A segunda leitura é da Carta aos Romanos. O breve trecho proclamado hoje é a conclusão de todo um discurso de Paulo acerca da fidelidade de Deus versus as infidelidades de seu Povo (Rm 9 a 11). Por isso, Paulo sempre foi um apaixonado pela eleição divina de Israel. Deus não pode rejeitar de todo e para sempre seu Povo eleito. Essa sua convicção se baseia, também, no fato de que a infidelidade não pode ser atribuída a todos os membros desse povo.
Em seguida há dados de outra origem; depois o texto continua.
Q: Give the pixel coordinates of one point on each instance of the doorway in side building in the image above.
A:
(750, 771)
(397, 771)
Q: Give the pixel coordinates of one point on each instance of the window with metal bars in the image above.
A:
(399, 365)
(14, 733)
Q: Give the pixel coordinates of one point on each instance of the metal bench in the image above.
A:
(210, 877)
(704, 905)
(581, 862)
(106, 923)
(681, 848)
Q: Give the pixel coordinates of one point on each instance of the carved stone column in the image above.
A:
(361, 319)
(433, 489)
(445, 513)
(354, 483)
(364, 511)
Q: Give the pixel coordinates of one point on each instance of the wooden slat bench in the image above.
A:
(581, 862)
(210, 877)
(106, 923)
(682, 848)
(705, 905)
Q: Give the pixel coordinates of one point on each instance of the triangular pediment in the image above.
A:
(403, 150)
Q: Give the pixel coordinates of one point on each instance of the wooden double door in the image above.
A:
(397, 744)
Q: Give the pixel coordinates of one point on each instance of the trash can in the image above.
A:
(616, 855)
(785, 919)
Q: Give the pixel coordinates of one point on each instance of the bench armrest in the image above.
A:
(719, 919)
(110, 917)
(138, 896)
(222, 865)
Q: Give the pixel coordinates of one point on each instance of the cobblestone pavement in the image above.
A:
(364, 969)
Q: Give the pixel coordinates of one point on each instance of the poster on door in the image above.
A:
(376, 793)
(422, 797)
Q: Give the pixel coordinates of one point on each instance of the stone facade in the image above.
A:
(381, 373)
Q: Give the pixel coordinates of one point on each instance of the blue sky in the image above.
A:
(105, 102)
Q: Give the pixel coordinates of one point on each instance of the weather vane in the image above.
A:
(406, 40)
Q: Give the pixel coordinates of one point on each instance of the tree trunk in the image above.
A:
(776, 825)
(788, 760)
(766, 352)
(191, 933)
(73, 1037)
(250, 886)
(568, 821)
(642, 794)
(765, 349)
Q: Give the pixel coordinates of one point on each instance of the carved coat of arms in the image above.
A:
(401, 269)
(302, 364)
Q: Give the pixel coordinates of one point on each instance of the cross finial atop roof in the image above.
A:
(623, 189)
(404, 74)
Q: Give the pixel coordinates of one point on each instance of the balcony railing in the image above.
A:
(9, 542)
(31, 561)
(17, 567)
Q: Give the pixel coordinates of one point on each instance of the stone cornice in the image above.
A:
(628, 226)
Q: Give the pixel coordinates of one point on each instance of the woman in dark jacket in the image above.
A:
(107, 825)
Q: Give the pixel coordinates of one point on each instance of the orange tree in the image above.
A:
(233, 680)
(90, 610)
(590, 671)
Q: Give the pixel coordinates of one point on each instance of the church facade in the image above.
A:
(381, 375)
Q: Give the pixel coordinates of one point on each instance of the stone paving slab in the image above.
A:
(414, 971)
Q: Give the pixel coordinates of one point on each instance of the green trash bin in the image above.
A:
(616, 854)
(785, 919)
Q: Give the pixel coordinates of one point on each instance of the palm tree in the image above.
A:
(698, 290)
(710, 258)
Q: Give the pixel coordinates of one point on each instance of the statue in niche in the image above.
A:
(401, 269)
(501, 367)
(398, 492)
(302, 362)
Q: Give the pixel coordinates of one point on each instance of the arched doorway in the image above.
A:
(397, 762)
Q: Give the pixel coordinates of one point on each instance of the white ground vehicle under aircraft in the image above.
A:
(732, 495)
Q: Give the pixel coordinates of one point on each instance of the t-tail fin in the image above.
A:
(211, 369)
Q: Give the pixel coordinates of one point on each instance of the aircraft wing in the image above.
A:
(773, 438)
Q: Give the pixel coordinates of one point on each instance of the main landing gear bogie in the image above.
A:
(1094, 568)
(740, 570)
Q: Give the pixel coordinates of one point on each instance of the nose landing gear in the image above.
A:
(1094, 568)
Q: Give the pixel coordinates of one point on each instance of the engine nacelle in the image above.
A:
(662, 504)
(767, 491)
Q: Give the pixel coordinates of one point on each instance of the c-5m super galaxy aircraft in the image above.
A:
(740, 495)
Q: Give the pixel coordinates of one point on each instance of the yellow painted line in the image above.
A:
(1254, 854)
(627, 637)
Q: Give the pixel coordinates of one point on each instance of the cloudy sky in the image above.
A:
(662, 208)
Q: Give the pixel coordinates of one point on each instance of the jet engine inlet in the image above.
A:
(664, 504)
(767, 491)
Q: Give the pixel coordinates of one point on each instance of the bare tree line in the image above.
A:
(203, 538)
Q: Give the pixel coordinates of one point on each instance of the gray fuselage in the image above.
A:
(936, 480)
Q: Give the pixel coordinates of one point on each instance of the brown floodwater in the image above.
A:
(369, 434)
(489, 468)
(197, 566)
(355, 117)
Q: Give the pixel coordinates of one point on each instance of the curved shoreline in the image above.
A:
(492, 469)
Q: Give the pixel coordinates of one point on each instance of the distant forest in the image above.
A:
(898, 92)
Além do mais, pelo mistério da Encarnação, Deus se tornou israelita, descendente de Abrão. Assim, se Deus rejeitasse Israel estaria rejeitando a si mesmo, desfazendo sua promessa. Por tudo isso, Paulo  continua sonhando com o ingresso de Israel no novo Povo de Deus, a Igreja.

Compreende-se então que, diante de tão insondável mistério, brote do coração de Paulo esse admirável hino de louvor: Ó profundidade da riqueza, da sabedoria e da ciência de Deus! Como são inescrutáveis seus juízos e impenetráveis seus caminhos! (Rm 11,33). Paulo parece não encontrar palavras para expressar seu sentimento de esperança e gratidão diante desse mistério. Isso, principalmente, porque ele, como ninguém, experimentava de modo muito profundo e intenso o dom da conversão; como ninguém experimentara a graça de um encontro tão intenso com Jesus que o transformara, de ferrenho defensor da Lei e cruel perseguidor dos cristãos, em testemunha dedicadíssimo da Pessoa de Jesus, de sua Ressurreição e de seu Evangelho. Por isso, termina com esta bela doxologia: Na verdade tudo é Dele, por ele e para ele. A ele a glória para sempre! Amém!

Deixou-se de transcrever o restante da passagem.